Notable quotes & lines
- Fidji Simo (OpenAI): “We are very much acting as if it’s a code red.” (all-hands)
- Satya Nadella (Davos): “We will quickly lose even the social permission to actually take something like energy… if these tokens are not improving health outcomes, education outcomes…”
- Hosts’ synthesis: “The industry is asking for so much and they haven't delivered a product people love.”
Key takeaways
- Social permission matters: without clear consumer value or demonstrable public benefits, AI will face sustained opposition.
- Messaging and tone are strategic: alarmist or blame-shifting narratives (doom, “you were lied to,” media blame) erode trust.
- Monetization remains unresolved for many consumer AI services; enterprise adoption is the current safer path for profitability.
- Platform- or hardware-level AI changes (e.g., DLSS 5) that override creators’ choices provoke disproportionate backlash.

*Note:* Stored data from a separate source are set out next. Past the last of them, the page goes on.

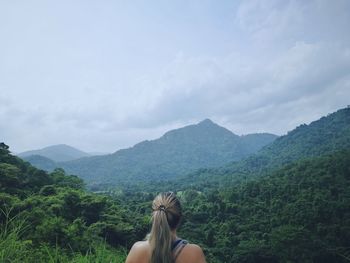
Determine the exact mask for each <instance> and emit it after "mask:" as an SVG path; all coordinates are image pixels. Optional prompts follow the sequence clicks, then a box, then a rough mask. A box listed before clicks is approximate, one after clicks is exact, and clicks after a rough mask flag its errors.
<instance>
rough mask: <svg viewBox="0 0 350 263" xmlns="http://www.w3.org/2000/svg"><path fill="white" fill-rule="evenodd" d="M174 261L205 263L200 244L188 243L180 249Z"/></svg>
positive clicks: (176, 261) (179, 262) (205, 261)
mask: <svg viewBox="0 0 350 263" xmlns="http://www.w3.org/2000/svg"><path fill="white" fill-rule="evenodd" d="M176 263H206V261H205V257H204V253H203V250H202V249H201V247H200V246H198V245H195V244H188V245H186V246H185V247H184V248H183V250H182V251H181V253H180V255H179V256H178V258H177V260H176Z"/></svg>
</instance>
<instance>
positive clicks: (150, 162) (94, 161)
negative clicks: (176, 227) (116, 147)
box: [58, 120, 277, 186]
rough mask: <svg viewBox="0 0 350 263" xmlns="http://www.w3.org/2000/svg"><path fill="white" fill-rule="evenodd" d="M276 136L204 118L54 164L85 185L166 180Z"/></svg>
mask: <svg viewBox="0 0 350 263" xmlns="http://www.w3.org/2000/svg"><path fill="white" fill-rule="evenodd" d="M276 137H277V136H275V135H272V134H252V135H247V136H241V137H240V136H237V135H235V134H233V133H232V132H230V131H229V130H227V129H225V128H223V127H220V126H218V125H216V124H215V123H213V122H211V121H210V120H204V121H202V122H200V123H199V124H197V125H190V126H186V127H184V128H181V129H177V130H172V131H169V132H167V133H166V134H164V135H163V136H162V137H161V138H159V139H157V140H153V141H144V142H141V143H139V144H136V145H135V146H134V147H132V148H129V149H124V150H120V151H117V152H116V153H114V154H110V155H105V156H95V157H90V158H83V159H79V160H75V161H71V162H64V163H58V165H59V166H60V167H62V168H64V169H65V170H66V171H67V172H69V173H72V174H76V175H79V176H81V177H82V178H83V179H84V180H86V182H87V184H88V185H99V184H103V183H108V184H109V185H115V186H116V185H118V184H120V183H133V182H135V181H138V182H148V181H149V180H157V181H159V180H168V179H171V178H176V177H178V176H179V175H183V174H187V173H189V172H193V171H195V170H197V169H199V168H205V167H216V166H221V165H224V164H226V163H228V162H231V161H238V160H241V159H242V158H244V157H247V156H248V155H249V154H252V153H255V152H256V151H257V150H259V149H260V148H261V147H263V146H264V145H266V144H268V143H270V142H272V141H273V140H274V139H276Z"/></svg>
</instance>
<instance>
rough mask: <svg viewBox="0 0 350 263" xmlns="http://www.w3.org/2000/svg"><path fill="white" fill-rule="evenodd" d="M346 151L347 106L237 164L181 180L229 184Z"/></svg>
mask: <svg viewBox="0 0 350 263" xmlns="http://www.w3.org/2000/svg"><path fill="white" fill-rule="evenodd" d="M349 148H350V107H347V108H344V109H340V110H338V111H337V112H334V113H332V114H328V115H327V116H324V117H322V118H321V119H319V120H317V121H314V122H311V123H310V124H309V125H306V124H302V125H300V126H298V127H297V128H295V129H294V130H292V131H290V132H288V134H286V135H284V136H281V137H279V138H277V139H276V140H274V141H273V142H272V143H271V144H268V145H266V146H264V147H263V148H262V149H261V150H259V151H258V152H257V153H256V154H254V155H251V156H249V157H247V158H244V159H243V160H241V161H239V162H232V163H231V164H228V165H225V166H223V167H220V168H215V169H202V170H198V171H197V172H195V173H193V174H190V175H186V176H184V178H181V180H183V181H184V182H186V183H187V184H188V183H193V184H196V183H197V182H199V181H204V182H206V183H208V181H210V182H214V181H215V182H218V181H219V180H221V181H222V183H223V184H227V182H228V181H235V180H237V179H242V178H247V177H252V176H253V177H254V176H258V175H261V174H263V173H267V172H270V171H271V170H273V169H276V168H280V167H282V166H283V165H286V164H289V163H291V162H294V161H297V160H301V159H304V158H310V157H318V156H323V155H326V154H330V153H333V152H336V151H339V150H346V149H349ZM218 178H220V179H218ZM180 184H181V182H180Z"/></svg>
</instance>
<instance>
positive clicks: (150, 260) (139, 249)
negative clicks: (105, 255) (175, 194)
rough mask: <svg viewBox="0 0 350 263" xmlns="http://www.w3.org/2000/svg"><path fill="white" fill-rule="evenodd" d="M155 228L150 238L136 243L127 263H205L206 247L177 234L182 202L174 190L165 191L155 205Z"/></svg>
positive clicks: (154, 205)
mask: <svg viewBox="0 0 350 263" xmlns="http://www.w3.org/2000/svg"><path fill="white" fill-rule="evenodd" d="M152 209H153V213H152V229H151V233H150V234H149V235H148V237H147V240H146V241H139V242H136V243H135V244H134V245H133V246H132V248H131V250H130V252H129V255H128V257H127V258H126V261H125V263H175V262H176V263H205V262H206V261H205V257H204V254H203V251H202V249H201V248H200V247H199V246H197V245H195V244H188V242H187V241H186V240H182V239H180V238H178V237H177V236H176V228H177V226H178V224H179V222H180V218H181V205H180V202H179V200H178V199H177V197H176V195H175V194H174V193H172V192H168V193H161V194H159V195H158V196H157V197H156V198H155V199H154V200H153V204H152Z"/></svg>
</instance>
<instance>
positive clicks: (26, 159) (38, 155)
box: [18, 144, 90, 168]
mask: <svg viewBox="0 0 350 263" xmlns="http://www.w3.org/2000/svg"><path fill="white" fill-rule="evenodd" d="M18 156H19V157H21V158H23V159H26V160H28V161H29V162H30V161H31V160H33V158H32V156H42V157H45V158H48V159H50V160H52V161H54V162H65V161H71V160H75V159H79V158H82V157H87V156H90V154H88V153H86V152H83V151H80V150H78V149H76V148H74V147H72V146H69V145H66V144H58V145H52V146H48V147H45V148H43V149H40V150H32V151H26V152H22V153H20V154H18ZM42 161H43V160H42ZM40 168H41V167H40Z"/></svg>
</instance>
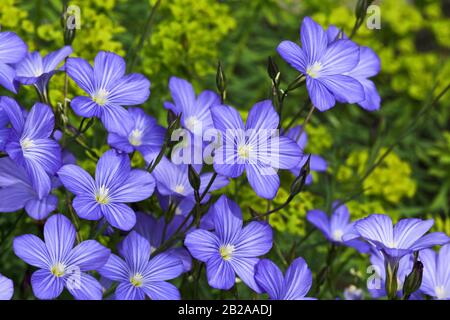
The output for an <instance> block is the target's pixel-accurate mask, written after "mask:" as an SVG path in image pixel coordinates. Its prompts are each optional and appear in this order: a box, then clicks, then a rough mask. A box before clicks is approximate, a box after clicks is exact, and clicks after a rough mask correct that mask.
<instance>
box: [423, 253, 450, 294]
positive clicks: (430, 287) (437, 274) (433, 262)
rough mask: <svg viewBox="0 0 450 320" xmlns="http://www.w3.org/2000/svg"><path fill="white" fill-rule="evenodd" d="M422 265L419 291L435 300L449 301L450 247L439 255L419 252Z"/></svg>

- Journalistic rigor is crucial to cut through hype: many viral AI claims are unverified or false; careful reporting matters.
Actionable recommendations (for different audiences)
- For AI companies:
- Prioritize consumer value: build one or two killer experiences that people genuinely want and will pay for.
- Be transparent about resource use and data practices; show concrete public benefits (health, education, government efficiency).
- Avoid sensationalist or fatalistic messaging aimed solely at fundraising.
- For policymakers:
- Seek clear, narrowly tailored rules that preserve press freedom and avoid chilling effects.
- Reward demonstrable public benefits for high-energy/high-data projects (social license criteria).
- For journalists & newsrooms:
- Maintain rigorous verification standards; debunk viral hype quickly and clearly.
- Report both technical strengths and the real-world limitations of AI products.
- For consumers:
- Evaluate AI tools on real utility and privacy trade-offs, not just hype headlines.
- Demand transparency: how was a model trained, what data was used, and what are the costs?
Episode structure / other segments mentioned
- Hiring plug: Vergecast producer & Decoder supervising producer roles.
- Interview tease: Allison Johnson on Galaxy Z Trifold.
- Lightning round: DLSS 5, debunks of “uploaded fly” and “ChatGPT cured dog’s cancer,” Meta/Metaverse updates, FCC/Brendan Carr free-speech critique.
- Plugged shows: Decoder episodes and Version History podcast.
Final synthesis
The episode argues the core reason “people really hate AI” right now is not a single scandal or a few bad headlines — it’s a systemic mismatch between what AI companies are asking for (compute, data, legal leeway) and what they have given in return (reliable, delightful, money-making consumer products). Until companies produce clear, everyday value or convincingly demonstrate public-good outcomes, public skepticism will persist, and political/regulatory backlash will grow. Journalists and careful reporting have an outsized role in separating hype from reality and highlighting where AI actually improves lives.